SAS Programming

DATA Step, Macro, Functions and more
BookmarkSubscribeRSS Feed
🔒 This topic is solved and locked. Need further help from the community? Please sign in and ask a new question.
dustychair
Pyrite | Level 9

Hi,

This is the first time that I'm writing an array code by myself. Good news, it worked (YAY!). Bad news, it calculated only the first row. However I have 20 rows. Could you help to find what I'm missing. Also, I have only three variables named theta here, so it is easy to write  ex1_1 ex1_2 ex1_3 ex1_4 ex2_1 ex2_2 ex2_3 ex2_4 ex3_1 ex3_2 ex3_3 ex3_4 but when I have 500 thetas, is there an easy way to create variables as ex.
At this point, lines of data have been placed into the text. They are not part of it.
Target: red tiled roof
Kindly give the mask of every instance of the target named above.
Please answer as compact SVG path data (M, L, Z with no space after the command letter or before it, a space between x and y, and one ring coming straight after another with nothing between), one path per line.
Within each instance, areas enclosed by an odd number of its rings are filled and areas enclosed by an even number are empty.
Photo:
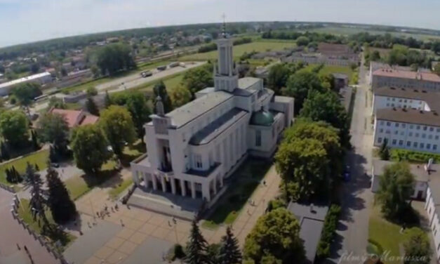
M373 72L373 75L387 77L421 79L440 82L440 77L434 73L400 71L390 69L379 69Z

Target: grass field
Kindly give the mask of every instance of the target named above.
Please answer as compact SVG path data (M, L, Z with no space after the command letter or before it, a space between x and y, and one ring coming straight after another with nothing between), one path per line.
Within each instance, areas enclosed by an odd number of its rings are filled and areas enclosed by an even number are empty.
M60 241L62 244L62 248L60 249L61 251L64 251L64 249L66 249L67 246L76 238L73 235L65 232L62 230L55 231L55 228L53 228L54 231L51 231L46 234L42 234L41 227L39 225L38 222L34 220L32 215L30 213L28 199L21 199L20 200L18 215L23 219L25 223L27 223L29 227L36 233L46 236L46 237L48 238L53 242ZM46 216L48 218L49 224L54 227L55 223L52 218L51 211L48 210L46 211Z
M40 170L44 170L47 168L46 162L48 157L49 150L44 150L0 165L0 183L11 185L10 183L6 181L6 173L5 172L6 169L13 166L19 173L22 174L26 171L26 166L27 162L29 162L32 165L36 164Z
M202 223L207 228L215 229L221 224L230 225L236 218L244 204L265 176L270 163L250 159L231 177L233 182L219 200L213 212Z
M255 41L234 46L234 58L238 58L245 52L253 51L257 52L271 51L282 51L285 48L293 48L296 44L292 41ZM179 60L208 60L217 59L217 51L204 53L187 55L179 58Z
M306 69L312 70L314 67L318 66L316 64L309 64L306 67ZM344 73L348 75L349 78L349 84L355 84L354 81L356 79L356 72L352 70L349 67L347 66L335 66L335 65L325 65L320 71L319 75L326 75L332 73Z

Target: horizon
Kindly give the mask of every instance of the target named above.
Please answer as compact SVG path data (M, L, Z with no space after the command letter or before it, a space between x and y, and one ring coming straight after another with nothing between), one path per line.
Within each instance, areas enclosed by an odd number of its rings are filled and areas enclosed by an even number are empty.
M321 22L432 30L440 28L440 20L434 11L440 9L440 3L434 0L418 3L408 0L389 0L387 3L378 0L368 3L352 3L348 0L333 3L325 0L294 0L286 3L274 0L270 4L262 0L167 0L149 6L152 2L0 0L0 23L6 25L4 34L8 36L0 39L0 48L136 28L219 23L223 13L226 13L227 22ZM426 4L432 8L426 8ZM396 12L396 6L399 12ZM366 8L371 12L364 12ZM394 15L394 13L399 15Z

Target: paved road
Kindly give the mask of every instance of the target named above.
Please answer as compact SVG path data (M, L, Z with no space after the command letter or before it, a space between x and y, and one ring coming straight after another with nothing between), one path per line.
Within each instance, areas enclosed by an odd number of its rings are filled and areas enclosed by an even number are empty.
M118 78L114 81L107 81L104 84L98 84L96 86L96 89L98 91L112 89L112 91L122 91L124 89L129 89L138 86L141 84L146 84L147 82L155 81L167 76L173 75L176 73L185 72L189 69L194 68L206 63L206 62L195 62L194 63L187 62L185 67L178 66L173 68L168 68L164 71L154 70L153 75L142 78L139 72L128 75L125 77Z
M12 199L11 193L0 188L0 263L31 263L23 249L25 245L34 263L59 263L12 217ZM20 246L21 250L18 250L17 244Z
M344 184L341 192L342 216L337 231L337 242L332 249L331 260L333 263L361 263L347 260L344 256L351 253L364 256L366 252L368 218L373 199L370 178L365 174L369 174L371 168L373 138L370 123L371 95L366 72L366 69L361 66L350 128L353 149L347 154L352 180Z

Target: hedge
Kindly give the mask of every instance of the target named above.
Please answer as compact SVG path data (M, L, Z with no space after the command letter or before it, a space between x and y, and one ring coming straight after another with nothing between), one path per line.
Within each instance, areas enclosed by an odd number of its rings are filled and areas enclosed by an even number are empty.
M330 256L330 246L336 232L338 220L340 214L341 208L336 204L332 204L326 216L324 225L321 233L321 240L318 244L316 256L324 259Z

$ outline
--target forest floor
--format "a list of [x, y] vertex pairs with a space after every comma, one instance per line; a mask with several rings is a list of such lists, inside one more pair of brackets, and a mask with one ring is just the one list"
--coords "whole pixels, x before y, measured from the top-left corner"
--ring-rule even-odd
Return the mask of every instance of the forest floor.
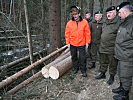
[[108, 72], [106, 79], [96, 80], [99, 63], [96, 65], [95, 69], [87, 70], [88, 77], [82, 77], [80, 71], [75, 75], [70, 70], [58, 80], [38, 78], [4, 100], [113, 100], [112, 89], [119, 86], [118, 77], [115, 76], [110, 86], [106, 83]]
The input files I used are attached and the code I used is below.

 

Many thanks

 

 data par;
infile 'C:\cluster_new\mlg1.txt';
input a1 a2 a3 b1 b2 b3 ;
run;
data score;
infile 'C:\cluster_new\mlgs.txt';
input theta1 theta2 theta3;
run;
data all_pars;
merge par score;
run;
data all_pars;
set all_pars;
s1=-(a1+a2+a3)/4;
s2=s1+a1;
s3=s1+a2;
s4=s1+a3;
in1=-(b1+b2+b3)/4;
in2=in1+b1;
in3=in1+b2;
in4=in1+b3;
run;
data all_pars1;
set all_pars;
array t {*} theta1-theta3;
array ex {3,4} ex1_1 ex1_2 ex1_3 ex1_4 ex2_1 ex2_2 ex2_3 ex2_4 ex3_1 ex3_2 ex3_3 ex3_4;
array s {*} s1-s4;
array in {*} in1-in4;
do i=1 to 3;
do j=1 to 4;
ex(i,j)=exp(t(i)*s(j)+in(j));
end;
end;
run;

1 ACCEPTED SOLUTION

Accepted Solutions
FreelanceReinh
Jade | Level 19

Hi @dustychair,

 

Your mistake is in the (one-to-one) MERGE step: The one-observation dataset SCORE contributes only missing values to observations no. 2, 3, etc. in this type of merge.

 

I would correct it to:

data all_pars;
if _n_=1 then set score;
set par;
run;

This reads the single observation from dataset SCORE only in the first iteration of the DATA step ("if _n_=1") and doesn't touch these variables afterwards. Since all variables from a SET statement are automatically RETAINed, the theta values are copied to all subsequent observations, as desired.

 

Regarding the (hypothetical) variable list ex1_1 ex1_2 ... ex500_4 (consisting of 2000 items):

 

  1. You can define an array without specifying the individual variable names. For example, your definition
    array s {*} s1-s4;
    is equivalent to
    array s{4};
    because s1, s2, s3, s4 are the default variable names for this array.

    In the case of two- or higher-dimensional arrays the default names use sequential numbers (as for one-dimensional arrays) in row-major order (see documentation). So, if you really need the dimension-specific indices (i, j, ...) in the variable names rather than only in the array references (such as ex{i,j}), you still need to specify the list of names.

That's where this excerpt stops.